Another Bio*One portfolio company, S*Bio, was Singapore’s first biotech company to undertake a Phase I clinical trial—with an anticancer compound called SB939, and a histone deacetylase (HDAC) inhibitor targeting solid tumors and hematological cancers. With deep exposure in big pharma and biopharma, scientists in the city-state “made it possible to do a discovery program in less than 12 months, which is very unusual,” says Jan-Anders Karlsson, S*Bio’s CEO. S*Bio also cut the time it took to prepare the new compound for trials to only nine months, Karlsson adds.

Bio*One-backed Merlion Pharma focuses on antibiotics and has taken two compounds into clinical trials in the last 12 months, according to COO Chris Molloy.
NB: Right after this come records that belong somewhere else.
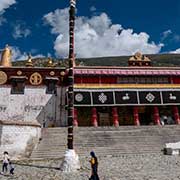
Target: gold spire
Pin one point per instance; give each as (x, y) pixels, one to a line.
(29, 62)
(50, 63)
(6, 57)
(139, 60)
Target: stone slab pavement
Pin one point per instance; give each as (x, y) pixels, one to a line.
(123, 167)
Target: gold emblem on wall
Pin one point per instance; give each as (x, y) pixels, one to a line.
(19, 73)
(36, 79)
(52, 73)
(3, 77)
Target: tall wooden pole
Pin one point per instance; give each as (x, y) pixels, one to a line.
(71, 161)
(71, 74)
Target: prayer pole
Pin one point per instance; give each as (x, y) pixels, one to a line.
(71, 160)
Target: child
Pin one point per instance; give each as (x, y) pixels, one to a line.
(11, 168)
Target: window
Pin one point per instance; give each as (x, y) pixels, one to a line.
(18, 85)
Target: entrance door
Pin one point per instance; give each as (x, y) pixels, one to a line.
(145, 115)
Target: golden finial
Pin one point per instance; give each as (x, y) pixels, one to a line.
(6, 57)
(139, 60)
(29, 62)
(50, 63)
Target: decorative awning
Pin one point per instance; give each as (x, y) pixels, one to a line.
(126, 97)
(127, 71)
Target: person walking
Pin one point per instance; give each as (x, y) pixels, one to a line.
(5, 162)
(11, 168)
(94, 167)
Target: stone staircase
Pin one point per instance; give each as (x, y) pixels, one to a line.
(106, 140)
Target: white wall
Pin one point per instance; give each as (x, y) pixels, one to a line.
(34, 106)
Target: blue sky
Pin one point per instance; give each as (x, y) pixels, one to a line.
(103, 28)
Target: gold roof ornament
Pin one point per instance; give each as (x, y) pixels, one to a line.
(6, 57)
(50, 63)
(29, 62)
(139, 60)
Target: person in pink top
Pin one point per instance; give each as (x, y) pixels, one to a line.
(5, 162)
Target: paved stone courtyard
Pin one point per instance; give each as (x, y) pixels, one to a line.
(124, 167)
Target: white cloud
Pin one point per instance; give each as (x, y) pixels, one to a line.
(177, 51)
(165, 34)
(97, 36)
(4, 4)
(18, 55)
(92, 8)
(20, 31)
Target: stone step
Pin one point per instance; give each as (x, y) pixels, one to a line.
(107, 140)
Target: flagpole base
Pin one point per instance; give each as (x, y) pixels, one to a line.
(71, 161)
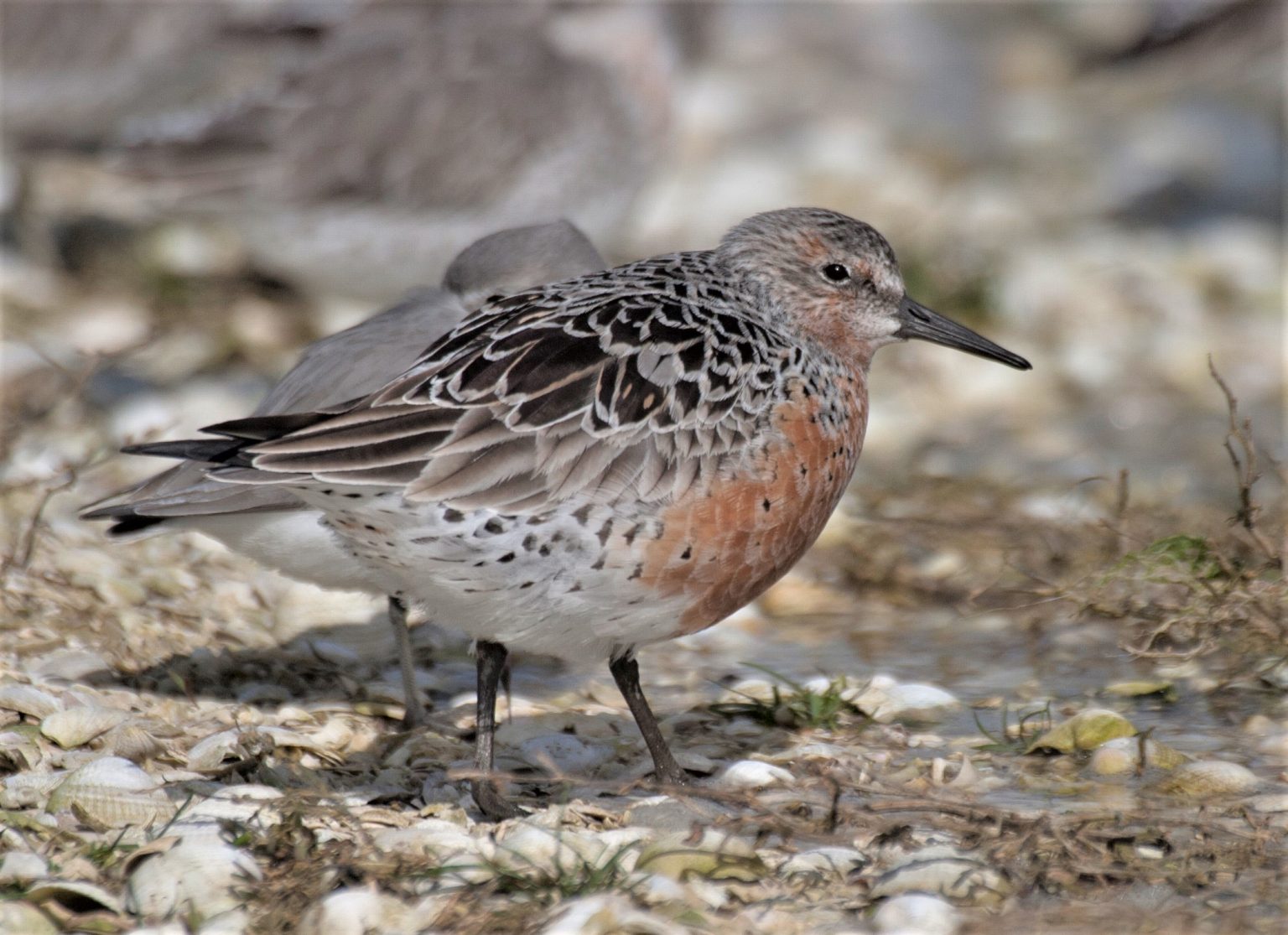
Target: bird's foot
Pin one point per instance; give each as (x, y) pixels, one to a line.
(494, 805)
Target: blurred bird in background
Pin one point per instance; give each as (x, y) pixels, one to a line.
(352, 147)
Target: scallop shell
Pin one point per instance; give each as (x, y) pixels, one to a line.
(196, 875)
(29, 701)
(132, 742)
(74, 726)
(111, 792)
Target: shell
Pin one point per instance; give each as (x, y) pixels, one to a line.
(74, 726)
(194, 875)
(1085, 730)
(29, 701)
(1122, 755)
(944, 870)
(360, 911)
(916, 912)
(754, 774)
(1208, 778)
(886, 701)
(823, 863)
(715, 857)
(111, 792)
(132, 742)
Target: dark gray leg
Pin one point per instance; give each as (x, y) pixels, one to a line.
(626, 673)
(491, 662)
(413, 715)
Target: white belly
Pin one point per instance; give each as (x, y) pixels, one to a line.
(562, 586)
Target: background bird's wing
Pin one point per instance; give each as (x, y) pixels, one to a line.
(638, 379)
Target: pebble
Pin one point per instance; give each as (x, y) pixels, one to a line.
(886, 701)
(916, 913)
(360, 911)
(1208, 778)
(752, 774)
(564, 754)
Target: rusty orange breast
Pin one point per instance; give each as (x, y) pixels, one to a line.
(728, 540)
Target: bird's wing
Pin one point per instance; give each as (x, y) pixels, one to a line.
(643, 377)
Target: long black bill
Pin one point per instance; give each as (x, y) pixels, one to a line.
(917, 321)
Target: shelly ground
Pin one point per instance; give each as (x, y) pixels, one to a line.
(1024, 603)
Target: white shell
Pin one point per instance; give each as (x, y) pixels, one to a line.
(200, 876)
(30, 701)
(567, 754)
(358, 912)
(111, 792)
(132, 742)
(916, 912)
(886, 701)
(74, 726)
(754, 774)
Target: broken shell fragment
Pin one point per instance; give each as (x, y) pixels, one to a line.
(111, 792)
(74, 726)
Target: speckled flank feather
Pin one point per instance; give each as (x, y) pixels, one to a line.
(615, 459)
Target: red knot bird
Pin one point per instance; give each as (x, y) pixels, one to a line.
(278, 528)
(594, 465)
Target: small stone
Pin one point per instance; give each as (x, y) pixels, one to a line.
(564, 754)
(886, 701)
(357, 912)
(754, 774)
(916, 913)
(1122, 755)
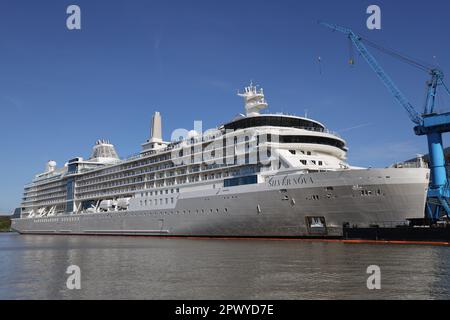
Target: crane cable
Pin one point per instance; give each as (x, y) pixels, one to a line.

He describes the company’s finafloxacin compound, now completing Phase I trials, as “a highly potent eradicator” of Helicobacter pylori (H.pylori), a bacterium present in the stomach lining in half of the human population. A factor in gastric ulceration, H. pylori is also the only bacterium designated as a class I carcinogen by the World Health Organization. “Finafloxacin is specifically activated under acidic conditions,” Molloy says, adding that most marketed antibiotics become less active under acid conditions—just when infection usually occurs. “We are seeing up to a thousand-fold difference in activity between our compound in acid conditions and the marketed gold standard.”

There is no question that Singapore has captured the world’s attention with its commitment to biomedical research, and that it has become a magnet for international talent. Karlsson says half of S*Bio’s scientists are Singaporeans, and the rest foreigners who were either recruited in Singapore or came from abroad. “It’s a lot easier to get people to move here than it is to get someone to move to Germany,” he says. “For one thing, it’s English and cosmopolitan—people know they will be understood.” Whether those scientists will stay, and whether they can succeed in creating a world-class center, is what remains to be seen.